Biobank samples as part of cancer prevention

One in two hundred Finns carries one of the high-risk mutations BRCA1, BRCA2 and PALB2 breast cancer genes. People are often unaware of their risk. These mutations that predispose to breast cancer cause the disease in women at a younger age than average and even before the age when regular screening starts. Carriers of the BRCA1 or BRCA2 mutation have a 70% risk of developing breast cancer by the age of 80. Cancer mutations of the BRCA1, BRCA2 and PALB2 genes are hereditary.

The identification of the susceptibility to breast cancer is based on biobank samples

The identification and care pathway developed at HUS for carriers of the high-risk gene for susceptibility to breast cancer is based on biobank samples.

A biobank sample will be collected and stored in the biobank from the volunteers who provide their consent for a biobank sample. The most common type of sample is a blood sample, but other sample types, such as urine and tissue samples, are also collected. These samples will be used for various medical research studies, some of which are related to the causality of genetics and diseases. The genome data analyzed from the sample will be returned to the biobank.

If a mutation that poses a significant risk of cancer is detected from the returned data, the matter will be transferred from the biobank to the healthcare provider and the HUS physician or nurse will contact the provider of the biobank sample. If they wish, these individuals will receive enhanced screening and, if necessary, preventive measures will be performed, such as breast removal, i.e., mastectomy. The next of kin can also be tested at their discretion.

Biobank samples and data analyzed from them

• The carriers of the three susceptibility mutations for breast cancer can be identified already before the cancer has developed.
• More information about cancer is available.
• The drug therapy and its dosage will be specified.

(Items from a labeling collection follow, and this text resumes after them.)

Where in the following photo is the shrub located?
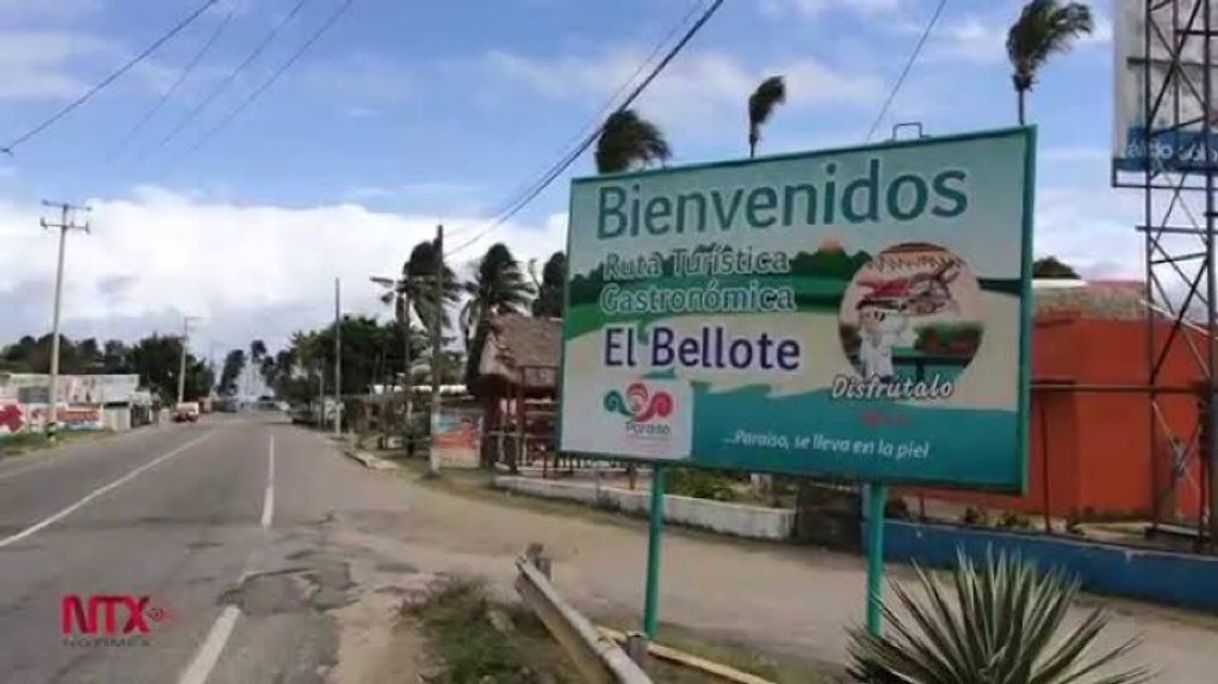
[960,506,989,526]
[667,467,737,501]
[849,554,1150,684]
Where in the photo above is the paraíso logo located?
[604,382,674,438]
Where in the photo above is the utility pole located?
[428,224,445,475]
[178,316,199,404]
[40,199,89,439]
[334,277,342,434]
[369,274,414,454]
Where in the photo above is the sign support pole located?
[643,462,665,641]
[867,482,888,637]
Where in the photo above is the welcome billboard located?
[559,128,1035,490]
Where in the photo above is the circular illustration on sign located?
[838,242,984,385]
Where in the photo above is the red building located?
[906,281,1206,522]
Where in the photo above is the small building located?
[0,372,146,436]
[470,314,563,469]
[906,280,1205,522]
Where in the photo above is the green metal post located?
[643,464,664,641]
[867,482,888,637]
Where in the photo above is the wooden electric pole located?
[39,200,89,439]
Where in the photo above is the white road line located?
[262,434,275,527]
[178,605,241,684]
[178,434,275,684]
[0,432,212,549]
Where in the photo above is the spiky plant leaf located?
[849,553,1150,684]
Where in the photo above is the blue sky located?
[0,0,1139,344]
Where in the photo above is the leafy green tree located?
[101,340,132,374]
[1006,0,1094,124]
[849,554,1150,684]
[129,335,214,405]
[749,75,787,159]
[596,110,672,173]
[1032,256,1078,280]
[381,240,459,392]
[460,242,533,385]
[219,349,246,394]
[529,252,566,318]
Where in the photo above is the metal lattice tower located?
[1113,0,1218,545]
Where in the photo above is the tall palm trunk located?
[397,296,414,455]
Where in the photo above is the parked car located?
[173,402,199,422]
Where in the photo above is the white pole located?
[334,277,342,434]
[46,223,68,439]
[178,316,190,404]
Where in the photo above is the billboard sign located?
[1112,0,1218,172]
[559,128,1035,490]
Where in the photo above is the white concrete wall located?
[495,476,795,539]
[101,407,132,432]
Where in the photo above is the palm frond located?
[596,110,672,173]
[1006,0,1095,90]
[749,75,787,155]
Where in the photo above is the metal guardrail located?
[515,545,652,684]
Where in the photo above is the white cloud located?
[1034,186,1145,279]
[0,30,107,100]
[1037,145,1112,162]
[0,28,179,101]
[759,0,907,18]
[346,181,480,201]
[297,54,413,106]
[485,49,883,128]
[0,186,565,340]
[925,17,1007,65]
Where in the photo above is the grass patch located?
[0,430,113,458]
[403,578,580,684]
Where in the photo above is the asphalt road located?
[0,414,401,684]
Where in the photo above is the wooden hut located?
[470,314,563,470]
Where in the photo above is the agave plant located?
[850,554,1150,684]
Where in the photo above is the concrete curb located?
[492,475,795,542]
[342,447,402,470]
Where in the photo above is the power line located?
[445,0,723,256]
[867,0,948,142]
[2,0,218,155]
[111,1,238,159]
[156,0,308,147]
[178,0,356,162]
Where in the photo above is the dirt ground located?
[316,460,1218,683]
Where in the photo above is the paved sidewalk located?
[331,471,1218,683]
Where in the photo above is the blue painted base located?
[862,521,1218,613]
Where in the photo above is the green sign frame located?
[559,127,1037,493]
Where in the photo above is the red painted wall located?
[903,314,1205,521]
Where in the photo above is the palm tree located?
[460,242,533,385]
[749,75,787,159]
[460,242,533,345]
[597,110,672,173]
[1006,0,1094,124]
[529,252,566,318]
[373,240,459,449]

A care pathway developed at HUS when a gene predisposing to breast cancer is found

• Biobank samples provide information identifying genes that significantly predispose to breast cancer.
• The person carrying the susceptibility mutation is contacted, if they have given their permission.
• Individual enhanced prevention of breast cancer.

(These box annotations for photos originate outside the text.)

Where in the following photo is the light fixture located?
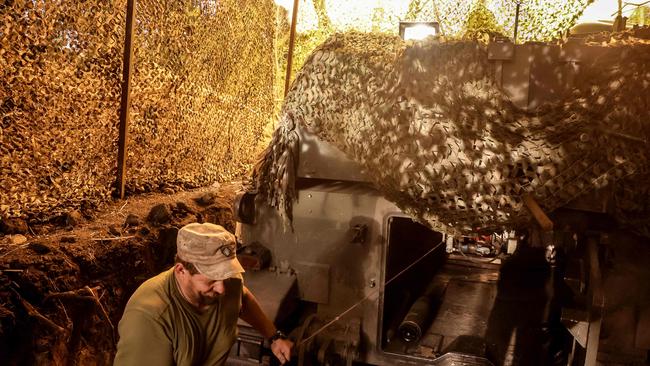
[399,22,440,40]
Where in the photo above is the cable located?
[296,240,445,348]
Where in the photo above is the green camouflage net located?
[0,0,276,219]
[254,33,650,234]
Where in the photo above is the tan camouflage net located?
[0,0,126,220]
[278,0,590,93]
[0,0,275,218]
[406,0,590,42]
[254,33,650,234]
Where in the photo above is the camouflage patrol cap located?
[176,223,244,280]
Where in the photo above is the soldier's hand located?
[271,338,293,365]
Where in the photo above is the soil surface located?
[0,183,242,365]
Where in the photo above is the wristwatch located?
[269,330,287,344]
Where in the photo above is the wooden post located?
[512,1,521,44]
[284,0,299,97]
[116,0,135,199]
[522,193,553,231]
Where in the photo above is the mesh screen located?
[255,33,650,233]
[0,0,275,218]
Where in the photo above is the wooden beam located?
[523,194,553,231]
[284,0,300,97]
[116,0,135,199]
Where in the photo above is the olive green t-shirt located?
[114,268,243,366]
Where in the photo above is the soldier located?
[114,223,293,366]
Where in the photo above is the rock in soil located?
[124,214,141,226]
[0,218,29,235]
[147,203,172,225]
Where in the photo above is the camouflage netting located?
[278,0,591,94]
[254,33,650,233]
[0,0,275,218]
[406,0,591,42]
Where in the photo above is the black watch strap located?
[269,330,287,343]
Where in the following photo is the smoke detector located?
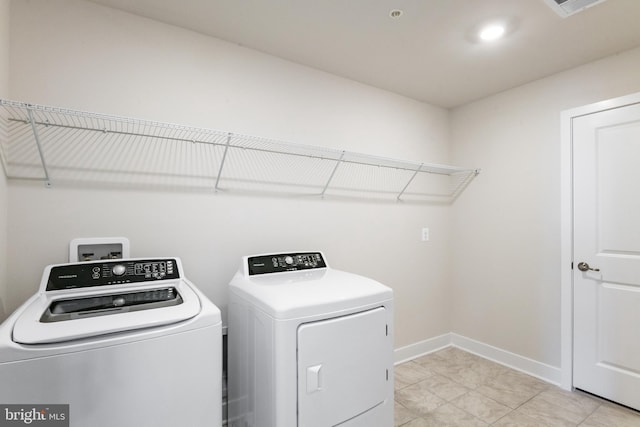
[544,0,606,18]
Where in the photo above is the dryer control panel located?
[247,252,327,276]
[46,258,180,291]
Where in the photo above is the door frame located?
[560,92,640,390]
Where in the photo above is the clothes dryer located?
[0,258,222,427]
[227,252,393,427]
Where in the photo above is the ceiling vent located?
[544,0,606,18]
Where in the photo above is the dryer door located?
[298,307,393,427]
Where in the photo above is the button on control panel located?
[247,252,327,275]
[47,258,180,291]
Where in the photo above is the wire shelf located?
[0,99,479,201]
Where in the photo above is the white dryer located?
[227,252,393,427]
[0,258,222,427]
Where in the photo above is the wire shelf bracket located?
[0,99,480,203]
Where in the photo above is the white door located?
[298,307,393,427]
[572,100,640,409]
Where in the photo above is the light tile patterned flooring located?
[395,347,640,427]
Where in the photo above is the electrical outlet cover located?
[69,237,131,262]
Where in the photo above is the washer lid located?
[12,280,201,344]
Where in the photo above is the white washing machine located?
[0,258,222,427]
[227,252,393,427]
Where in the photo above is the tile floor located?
[395,347,640,427]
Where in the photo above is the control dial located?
[111,264,127,276]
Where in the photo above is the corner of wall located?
[0,0,11,322]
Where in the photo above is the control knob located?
[111,264,127,276]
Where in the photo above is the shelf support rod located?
[27,107,51,187]
[215,133,231,191]
[396,163,424,200]
[320,150,345,197]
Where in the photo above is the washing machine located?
[227,252,393,427]
[0,258,222,427]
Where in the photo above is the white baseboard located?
[393,333,451,365]
[394,333,562,386]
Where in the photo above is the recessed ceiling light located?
[478,24,505,41]
[389,9,404,19]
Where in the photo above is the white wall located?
[8,0,451,346]
[0,0,10,321]
[451,49,640,366]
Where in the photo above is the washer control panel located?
[46,258,180,291]
[247,252,327,276]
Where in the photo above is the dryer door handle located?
[307,365,322,394]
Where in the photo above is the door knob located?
[578,262,600,271]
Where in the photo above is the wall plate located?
[69,237,131,262]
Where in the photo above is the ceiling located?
[91,0,640,108]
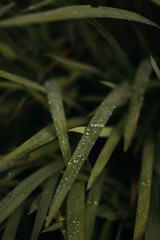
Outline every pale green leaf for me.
[2,205,23,240]
[31,175,59,240]
[45,80,71,165]
[47,53,105,77]
[42,221,63,233]
[124,60,152,151]
[0,161,63,223]
[134,139,154,240]
[87,119,125,189]
[0,41,17,60]
[100,81,117,88]
[85,172,105,240]
[28,193,42,215]
[0,5,159,28]
[67,182,85,240]
[69,126,113,138]
[46,82,130,226]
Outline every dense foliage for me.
[0,0,160,240]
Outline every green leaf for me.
[67,182,85,240]
[0,70,46,93]
[46,82,130,226]
[45,80,71,165]
[97,205,120,221]
[42,221,63,233]
[151,56,160,80]
[100,81,117,88]
[124,60,152,151]
[27,193,42,215]
[47,53,105,77]
[69,126,113,138]
[2,205,23,240]
[31,176,58,240]
[0,125,56,172]
[0,161,63,223]
[85,172,105,240]
[87,119,125,189]
[23,0,56,12]
[0,5,159,28]
[134,139,154,240]
[0,117,86,172]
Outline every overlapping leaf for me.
[47,82,130,226]
[0,6,158,27]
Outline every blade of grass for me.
[27,193,42,215]
[31,175,59,240]
[47,53,106,77]
[46,82,130,226]
[0,41,18,60]
[67,182,85,240]
[45,80,71,165]
[151,56,160,80]
[69,126,113,138]
[23,0,57,12]
[87,119,125,189]
[85,172,105,240]
[0,117,86,172]
[97,205,121,221]
[0,125,56,172]
[42,221,63,233]
[133,139,154,240]
[2,204,23,240]
[100,81,117,88]
[0,5,159,28]
[0,161,63,223]
[124,60,152,151]
[0,70,46,93]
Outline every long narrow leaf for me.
[46,83,130,226]
[124,60,152,151]
[85,173,105,240]
[0,161,63,223]
[0,70,45,93]
[69,126,113,138]
[2,205,23,240]
[31,176,57,240]
[0,6,159,27]
[134,139,154,240]
[67,182,85,240]
[0,118,86,172]
[45,80,71,165]
[87,119,124,189]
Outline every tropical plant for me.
[0,0,160,240]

More than a 100 high-risk individuals carrying the breast cancer gene mutation were identified in the pilot project

Currently at the Helsinki Biobank genome data generated in biobank studies have been returned for 80,000 patients. In the pilot project now implemented and funded by the Ministry of Social Affairs and Health, more than a 100 people have been identified from among the biobank sample donors so far who carry a high-risk breast cancer gene mutation.

The ongoing research project involves three genes: BRCA1, BRCA2, PALB2 with risk variants significantly increasing the risk of breast, ovarian and prostate cancer. The goal is to determine the suitability of genomic data returned from the biobank studies for screening and the usefulness of the data in clinical practice.

There are clear guidelines in place at healthcare services, if a risk variant is found in a biobank sample

As a result of the project, there are already clear guidelines on how to act in healthcare if any of these risk variants are found in a patient’s or their relative’s sample as a result of a biobank study.

As part of the study, the sample donors will also be asked whether they want to receive information relevant to their health. The study will also produce practical experiences on the returning of information and on providing guidance. Based on the current results, the receipt of the study has been solely positive. In addition, a cost-effectiveness analysis is ongoing.

Participants in the study include HUS Comprehensive Cancer Center, HUS Diagnostic Center, and Helsinki Biobank.